This interview appeared on Wake Up to Money.
James Mucklow, healthcare digital expert at PA Consulting Group, speaks to Radio 5 Live’s Wake Up to Money programme about Friday’s cyber-attack on the NHS.
The programme notes that the virus attack affected 61 NHS organisations across the UK, but it wasn’t just the NHS or the UK that was affected, with countries such as France, Germany and Russia impacted as well.
James was asked why the NHS was so exposed to the cyber-attack on Friday. He said that: “The NHS is a very large organisation which employs over a million people and they have thousands of different sites and organisations inside it, so it is very complex. Cyber security has to be a top level agenda item for any organisation these days.
“The NHS faces particular challenges, in a large trust you might have hundreds of systems and some of them are difficult to upgrade. Many might be linked to big systems like scanners and lab systems and that’s why it’s slightly more vulnerable than other organisations.”

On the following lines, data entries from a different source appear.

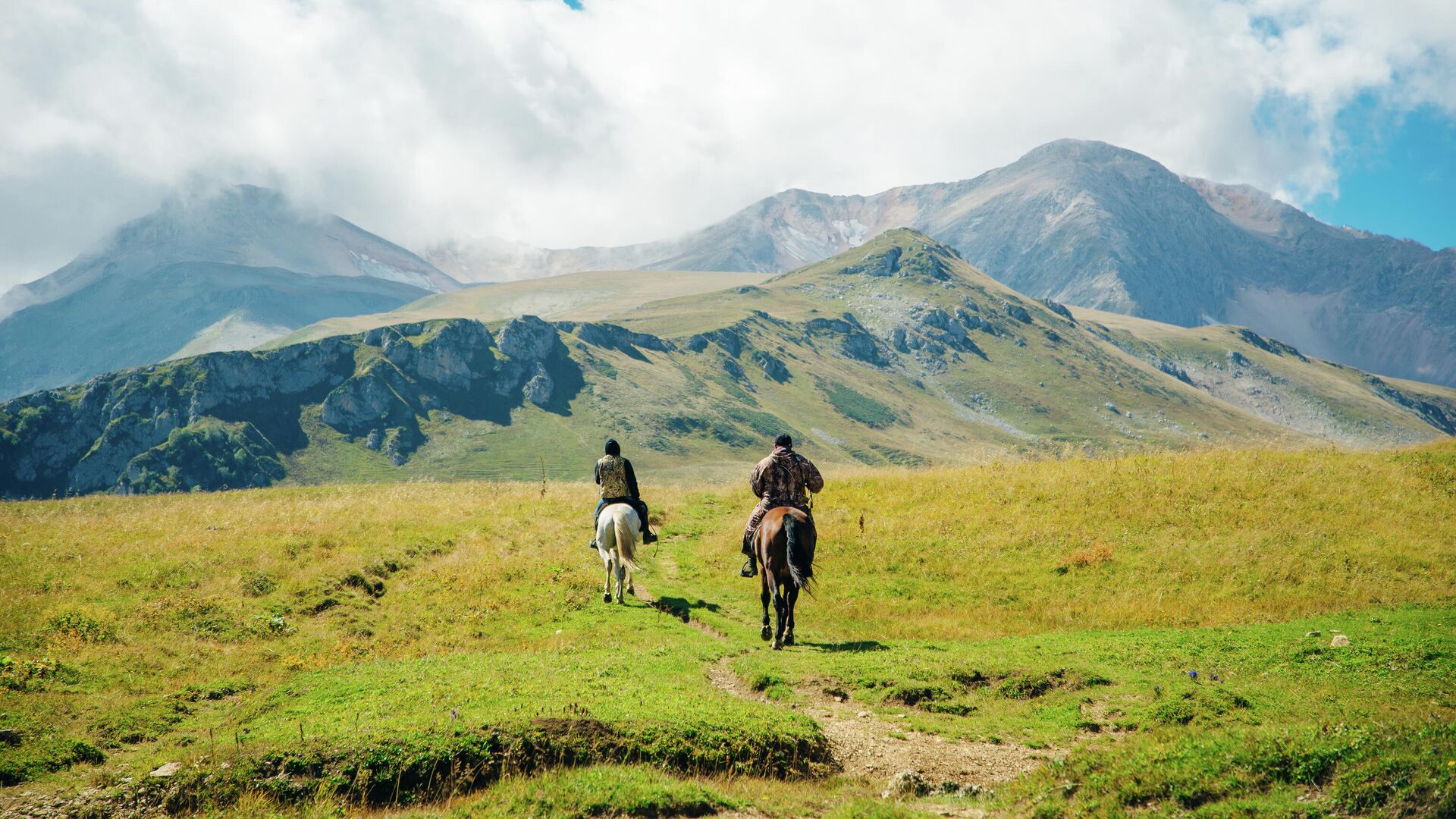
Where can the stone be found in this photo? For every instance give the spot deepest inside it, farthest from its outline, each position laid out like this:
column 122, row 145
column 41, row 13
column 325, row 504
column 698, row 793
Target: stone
column 539, row 390
column 1017, row 312
column 908, row 783
column 526, row 338
column 772, row 368
column 1060, row 309
column 362, row 403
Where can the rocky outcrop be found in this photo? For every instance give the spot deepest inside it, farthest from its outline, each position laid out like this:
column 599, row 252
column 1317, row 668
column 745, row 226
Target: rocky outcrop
column 1060, row 309
column 915, row 260
column 772, row 368
column 1427, row 409
column 1269, row 344
column 854, row 340
column 617, row 337
column 156, row 428
column 541, row 388
column 1017, row 312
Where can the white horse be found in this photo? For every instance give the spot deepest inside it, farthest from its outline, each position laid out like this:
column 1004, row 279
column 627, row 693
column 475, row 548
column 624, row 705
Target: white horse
column 617, row 542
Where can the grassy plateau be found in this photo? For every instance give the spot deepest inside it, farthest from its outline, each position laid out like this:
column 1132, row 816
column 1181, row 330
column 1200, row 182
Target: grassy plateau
column 1223, row 632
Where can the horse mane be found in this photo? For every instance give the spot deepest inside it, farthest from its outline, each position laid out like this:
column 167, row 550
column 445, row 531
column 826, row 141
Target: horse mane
column 804, row 573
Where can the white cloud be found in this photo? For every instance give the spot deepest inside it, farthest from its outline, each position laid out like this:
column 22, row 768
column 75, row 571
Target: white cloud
column 635, row 120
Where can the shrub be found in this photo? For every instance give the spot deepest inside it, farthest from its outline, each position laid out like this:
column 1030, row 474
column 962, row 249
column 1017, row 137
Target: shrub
column 256, row 583
column 80, row 626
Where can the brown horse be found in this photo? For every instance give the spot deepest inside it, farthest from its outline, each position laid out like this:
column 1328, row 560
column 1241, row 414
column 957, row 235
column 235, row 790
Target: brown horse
column 785, row 544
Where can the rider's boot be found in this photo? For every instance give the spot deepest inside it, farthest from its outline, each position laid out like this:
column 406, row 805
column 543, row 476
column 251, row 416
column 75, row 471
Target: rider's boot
column 748, row 569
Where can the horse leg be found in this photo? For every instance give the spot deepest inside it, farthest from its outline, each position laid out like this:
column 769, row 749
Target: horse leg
column 781, row 610
column 622, row 572
column 791, row 596
column 606, row 588
column 764, row 595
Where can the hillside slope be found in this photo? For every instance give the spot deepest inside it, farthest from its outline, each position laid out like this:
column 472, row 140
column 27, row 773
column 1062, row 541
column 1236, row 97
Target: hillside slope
column 899, row 353
column 220, row 273
column 1097, row 226
column 574, row 297
column 435, row 651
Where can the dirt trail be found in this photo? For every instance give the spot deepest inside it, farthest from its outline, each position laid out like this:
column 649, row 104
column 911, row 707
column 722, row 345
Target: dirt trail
column 875, row 748
column 871, row 746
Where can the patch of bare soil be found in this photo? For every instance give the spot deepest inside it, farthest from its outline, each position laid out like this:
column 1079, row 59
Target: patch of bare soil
column 875, row 748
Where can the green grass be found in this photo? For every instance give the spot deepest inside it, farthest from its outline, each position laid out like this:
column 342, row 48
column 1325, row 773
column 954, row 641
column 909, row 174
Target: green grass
column 446, row 645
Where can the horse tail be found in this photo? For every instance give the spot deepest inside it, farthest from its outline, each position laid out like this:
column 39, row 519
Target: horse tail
column 801, row 573
column 626, row 539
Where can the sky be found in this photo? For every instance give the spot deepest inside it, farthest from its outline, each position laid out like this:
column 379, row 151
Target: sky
column 634, row 120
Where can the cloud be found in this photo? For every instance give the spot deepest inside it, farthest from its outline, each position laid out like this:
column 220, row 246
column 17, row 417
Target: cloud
column 634, row 120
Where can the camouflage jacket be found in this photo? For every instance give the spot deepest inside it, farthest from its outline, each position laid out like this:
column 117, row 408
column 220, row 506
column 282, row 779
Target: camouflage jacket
column 617, row 477
column 783, row 477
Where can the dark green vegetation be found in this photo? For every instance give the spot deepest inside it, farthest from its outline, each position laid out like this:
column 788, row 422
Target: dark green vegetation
column 444, row 646
column 897, row 353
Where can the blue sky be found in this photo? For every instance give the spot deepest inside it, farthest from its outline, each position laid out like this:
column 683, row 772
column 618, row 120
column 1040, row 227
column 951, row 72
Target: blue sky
column 1397, row 174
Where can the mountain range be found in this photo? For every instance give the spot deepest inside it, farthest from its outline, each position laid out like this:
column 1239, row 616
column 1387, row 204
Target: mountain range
column 893, row 353
column 1092, row 224
column 220, row 271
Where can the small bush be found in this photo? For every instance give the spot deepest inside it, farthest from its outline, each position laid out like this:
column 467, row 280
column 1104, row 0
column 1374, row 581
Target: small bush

He was also asked about the software of the NHS. He said that for all organisations: “If you can’t upgrade the system, you have to protect it so you have cyber security in place, whether it’s isolating that system or putting increased security around it; if not, you need to patch it.”
When asked about productivity and IT improvements and whether this will put off a lot of NHS trusts from integrating IT much more into what they do on a day to day basis, he said he hopes it won’t. “The potential for IT to improve the care we all receive is huge. Suddenly a doctor can see your records wherever you are – the trouble is as IT becomes critical to care delivery, it needs to have the same level of importance at the Board as any of the other NHS board items, such as levels of nurses and doctors.”
Want to find out more about our work on digital trust and cyber security?
Reflecting on the consequences of the cyber-attack on Friday, James said: “I think you have to put it into perspective; the NHS employs 1.5 million people, so that’s huge and it’s got thousands of organisations inside it - GP practices and trusts. So it’s a relatively small impact, even though any incident that affects patient services is regrettable and to be avoided.”
He was also asked whether the attack was due to cash constraints on the NHS or whether it’s down to a lack of skilled IT people working for it. He notes that: “It is a balance. Every organisation needs to look at how it balances what it spends, and cyber security obviously needs to move further up the Board agenda and spending priorities – especially cyber security and cyber resilience, because these systems are key to care.”
He concludes: “When people turn on their computers today they should be cautious. There has been a lot of hard work done over the weekend to patch computers and hopefully as a result of that there may be a few infections, but not many.”